Jimmie Daniels Historical / Photo via Library of Congress

Jimmie Daniels: the Harlem Renaissance and Beyond (1908–1984)

People say the Harlem Renaissance began with writers such as Zora Neale Hurston and Langston Hughes and all the other poets, playwrights, intellectuals, and novelists celebrated in a 1925 collection of essays titled “The New Negro: An Interpretation” by queer philosopher and educator Alain Locke.

 

Others say the birthing point was the 1921 musical, “Shuffle Along.” Composed by Eubie Blake with book by Noble Sissle, it ran on Broadway for three years and featured several important firsts: incorporation of syncopated jazz, a line of professional female (and Black) dancers, a Black show with no “blackface,” a desegregated audience, etc.

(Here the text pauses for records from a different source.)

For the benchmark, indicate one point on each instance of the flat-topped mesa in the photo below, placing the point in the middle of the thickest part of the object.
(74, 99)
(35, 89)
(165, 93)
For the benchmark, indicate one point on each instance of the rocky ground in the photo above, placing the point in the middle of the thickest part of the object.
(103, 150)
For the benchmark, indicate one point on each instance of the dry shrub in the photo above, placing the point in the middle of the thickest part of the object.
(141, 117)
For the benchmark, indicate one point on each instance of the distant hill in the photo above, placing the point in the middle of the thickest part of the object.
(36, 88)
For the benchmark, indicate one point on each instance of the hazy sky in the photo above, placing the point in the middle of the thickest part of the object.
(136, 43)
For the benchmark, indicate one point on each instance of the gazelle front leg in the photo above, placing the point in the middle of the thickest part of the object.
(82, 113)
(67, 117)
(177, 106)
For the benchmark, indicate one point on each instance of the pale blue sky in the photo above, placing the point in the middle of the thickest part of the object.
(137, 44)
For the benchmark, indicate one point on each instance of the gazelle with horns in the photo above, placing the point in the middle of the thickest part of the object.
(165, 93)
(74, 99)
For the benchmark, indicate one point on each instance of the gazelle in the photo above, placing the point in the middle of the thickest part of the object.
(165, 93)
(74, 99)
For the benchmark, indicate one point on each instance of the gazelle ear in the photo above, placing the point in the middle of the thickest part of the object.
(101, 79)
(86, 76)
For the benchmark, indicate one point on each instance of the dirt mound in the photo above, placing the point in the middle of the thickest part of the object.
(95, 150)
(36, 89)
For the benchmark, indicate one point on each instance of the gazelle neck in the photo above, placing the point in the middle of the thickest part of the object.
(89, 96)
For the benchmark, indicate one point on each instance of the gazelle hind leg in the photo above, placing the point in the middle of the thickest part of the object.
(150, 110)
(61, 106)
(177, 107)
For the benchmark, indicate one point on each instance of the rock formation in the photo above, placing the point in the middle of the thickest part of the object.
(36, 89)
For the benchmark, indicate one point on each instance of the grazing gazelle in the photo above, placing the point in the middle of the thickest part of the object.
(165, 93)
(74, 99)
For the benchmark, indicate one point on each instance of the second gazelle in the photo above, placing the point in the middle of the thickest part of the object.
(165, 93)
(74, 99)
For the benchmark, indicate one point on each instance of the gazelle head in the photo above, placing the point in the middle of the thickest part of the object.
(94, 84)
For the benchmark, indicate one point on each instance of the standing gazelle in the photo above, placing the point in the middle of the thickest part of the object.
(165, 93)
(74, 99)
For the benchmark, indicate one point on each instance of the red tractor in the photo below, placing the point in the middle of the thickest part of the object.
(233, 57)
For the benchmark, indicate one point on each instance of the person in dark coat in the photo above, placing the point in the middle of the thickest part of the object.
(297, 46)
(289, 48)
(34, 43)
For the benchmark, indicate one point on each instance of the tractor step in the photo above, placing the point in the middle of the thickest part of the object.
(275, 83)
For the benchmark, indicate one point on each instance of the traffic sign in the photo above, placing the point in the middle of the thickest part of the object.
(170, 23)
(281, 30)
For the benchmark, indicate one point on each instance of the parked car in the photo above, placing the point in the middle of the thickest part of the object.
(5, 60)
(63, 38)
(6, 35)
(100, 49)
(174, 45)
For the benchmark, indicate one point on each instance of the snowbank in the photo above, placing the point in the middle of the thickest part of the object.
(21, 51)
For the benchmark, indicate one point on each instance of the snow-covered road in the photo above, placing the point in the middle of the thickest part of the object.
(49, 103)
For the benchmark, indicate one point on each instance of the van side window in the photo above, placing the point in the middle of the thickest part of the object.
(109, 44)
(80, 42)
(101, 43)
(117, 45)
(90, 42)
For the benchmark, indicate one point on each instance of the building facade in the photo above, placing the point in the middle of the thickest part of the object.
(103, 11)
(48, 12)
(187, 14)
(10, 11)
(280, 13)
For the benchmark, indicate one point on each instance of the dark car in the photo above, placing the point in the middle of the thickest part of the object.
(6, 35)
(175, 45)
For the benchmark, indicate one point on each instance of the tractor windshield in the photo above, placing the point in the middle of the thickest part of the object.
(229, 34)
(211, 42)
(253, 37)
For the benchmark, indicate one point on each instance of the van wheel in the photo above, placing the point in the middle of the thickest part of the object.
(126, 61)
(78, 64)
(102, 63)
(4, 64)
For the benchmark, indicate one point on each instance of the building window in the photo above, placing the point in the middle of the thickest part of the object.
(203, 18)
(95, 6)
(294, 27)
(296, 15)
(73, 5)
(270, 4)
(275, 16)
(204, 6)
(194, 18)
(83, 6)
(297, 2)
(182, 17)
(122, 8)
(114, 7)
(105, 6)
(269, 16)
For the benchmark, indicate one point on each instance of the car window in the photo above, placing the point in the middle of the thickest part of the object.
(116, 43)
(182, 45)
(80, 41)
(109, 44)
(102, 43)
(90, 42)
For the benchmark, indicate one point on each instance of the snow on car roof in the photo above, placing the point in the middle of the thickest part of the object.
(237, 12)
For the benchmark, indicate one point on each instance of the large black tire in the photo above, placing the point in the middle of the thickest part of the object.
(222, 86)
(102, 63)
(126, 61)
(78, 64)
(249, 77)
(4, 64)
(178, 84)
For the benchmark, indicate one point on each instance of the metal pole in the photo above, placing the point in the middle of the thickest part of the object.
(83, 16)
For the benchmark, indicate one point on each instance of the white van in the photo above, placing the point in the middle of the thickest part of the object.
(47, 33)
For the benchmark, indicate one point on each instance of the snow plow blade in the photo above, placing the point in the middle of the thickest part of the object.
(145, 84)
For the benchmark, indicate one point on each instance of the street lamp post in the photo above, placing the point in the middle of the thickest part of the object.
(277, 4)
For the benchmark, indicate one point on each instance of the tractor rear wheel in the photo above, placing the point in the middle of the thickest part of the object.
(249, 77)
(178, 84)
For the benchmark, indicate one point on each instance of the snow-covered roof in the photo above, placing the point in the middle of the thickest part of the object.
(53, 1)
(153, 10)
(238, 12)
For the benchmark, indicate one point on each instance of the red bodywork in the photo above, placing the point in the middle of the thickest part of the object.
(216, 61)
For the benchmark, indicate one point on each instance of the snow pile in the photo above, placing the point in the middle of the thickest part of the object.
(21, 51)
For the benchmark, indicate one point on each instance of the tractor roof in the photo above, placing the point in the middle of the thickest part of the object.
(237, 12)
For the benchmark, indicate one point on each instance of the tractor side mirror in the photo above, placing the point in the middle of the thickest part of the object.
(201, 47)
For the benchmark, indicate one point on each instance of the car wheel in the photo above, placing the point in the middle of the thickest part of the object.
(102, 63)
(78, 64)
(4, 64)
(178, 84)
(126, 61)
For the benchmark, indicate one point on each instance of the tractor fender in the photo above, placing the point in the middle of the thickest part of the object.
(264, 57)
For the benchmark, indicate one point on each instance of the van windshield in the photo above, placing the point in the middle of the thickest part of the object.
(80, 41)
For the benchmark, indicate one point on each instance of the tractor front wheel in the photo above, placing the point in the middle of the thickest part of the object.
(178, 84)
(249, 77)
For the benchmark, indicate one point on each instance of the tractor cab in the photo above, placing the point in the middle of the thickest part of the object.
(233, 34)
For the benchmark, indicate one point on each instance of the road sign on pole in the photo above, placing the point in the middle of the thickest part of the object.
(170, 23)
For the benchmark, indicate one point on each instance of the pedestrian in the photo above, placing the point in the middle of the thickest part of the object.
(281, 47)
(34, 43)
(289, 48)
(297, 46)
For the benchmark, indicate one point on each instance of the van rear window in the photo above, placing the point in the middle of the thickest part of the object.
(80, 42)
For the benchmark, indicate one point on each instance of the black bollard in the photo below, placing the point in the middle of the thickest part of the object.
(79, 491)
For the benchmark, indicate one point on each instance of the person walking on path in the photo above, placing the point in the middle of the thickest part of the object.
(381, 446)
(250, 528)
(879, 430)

The careers of bisexual women performers like Josephine Baker and Florence Mills were launched here.

 

Consider this: there would have been no real Harlem Renaissance without the moneys generated by all the music pumped into the clubs, speakeasies, and rent parties. There was a furious demand for musicians, vocalists, and entertaining impresarios. Performers crafted music that grew into new places and forms. The dancers and prancers innovated and everyone needed waiters and cooks and coat checks, whether reading the new literature or not.

 

We queers claim performers such as Gladys Bentley and Bessie Smith, but we need to widen the net and claim the queers who made everyone feel good and included and daring — and not taken advantage of, whether they were or not.

 

That was the job of the people with a mic. Someone who personified that was a man named Jimmie Daniels.

 

Daniels grew up in Arkansas and went to New York in ’27 to take college business classes. Harlem was so exciting at this moment, but he graduated with a degree and went back South. He began working for the president of the Century life Insurance Company, a plum post he threw away because Arkansas was so racist, and Harlem so beckoning.

 

In 1928, Daniels returned and appeared in a number of stage plays in New York. He readily made many friends among Harlem luminaries, including his lifelong bud, the lesbian Alberta Hunter.

 

Daniels posed and modeled and was a muse for Richard Barthé. He decided to throw his top hat into the ring of cabaret singing. He performed at Harlem’s Hot-Cha speakeasy. The famous illustrator E. Simms Campbell created the well-known caricature map of Harlem, citing famous spots, illegal activities, and advice. For Club Hot-cha, the map reads, “Nothing happens before 2 am.” and suggests you “ask for Clarence.”

 

Much of what Daniels sang there were show tunes and what would become jazz standards, and he won a dedicated gay following in Downtown, Midtown, and Uptown (the people thronging the mass of the Harlem clubs were often “the Downtown crowd,” i.e., mostly white, well-heeled and glamorous, looking for liquor, “hot” entertainment and the frissons of rubbing against Uptown, with its “underworld” connections and the relatively free flow of sex and sexuality).

 

With the dual assault of the Depression in 1929 and the end of Prohibition in 1932, Harlem was not the place to be, at least for Downtowners. Even some Black folks left —the unemployment rate in Harlem was officially 50 percent. From 1933 to 1934, and again in 1935, Daniels performed in Monte Carlo and London. He then spent four years performing in Paris, but returned to the U.S. as the war loomed.

 

From 1939 to 1942, Daniels owned and operated his eponymous Harlem supper club on the ground floor of a building on West 116th Street. According to nyclgbtsites.org, “The famed nightspot hosted European royalty, high society from both sides of the Atlantic, and Black and white, gay and straight notables from the arts.”

 

In 1942, he joined the army. His honorable discharge said he had been a supply clerk. But mostly, he entertained the troops, and then rebuilt his career enough that he became the emcee at the Bon Soir Supper Club in Greenwich Village. During his10 years there, he built up a clientele that was queer and straight, Black and white. He featured varied talent, including one of the first gigs for a girl named Barbra Streisand.

 

Through the ’60s and ’70s, he continued his career with managing clubs, organizing parties, and performing as a vocalist to his devoted followers. Despite having a number of boyfriends and husbands, he eventually lived with Alberta Hunter, taking care of her in her old age, and died of a stroke in 1984.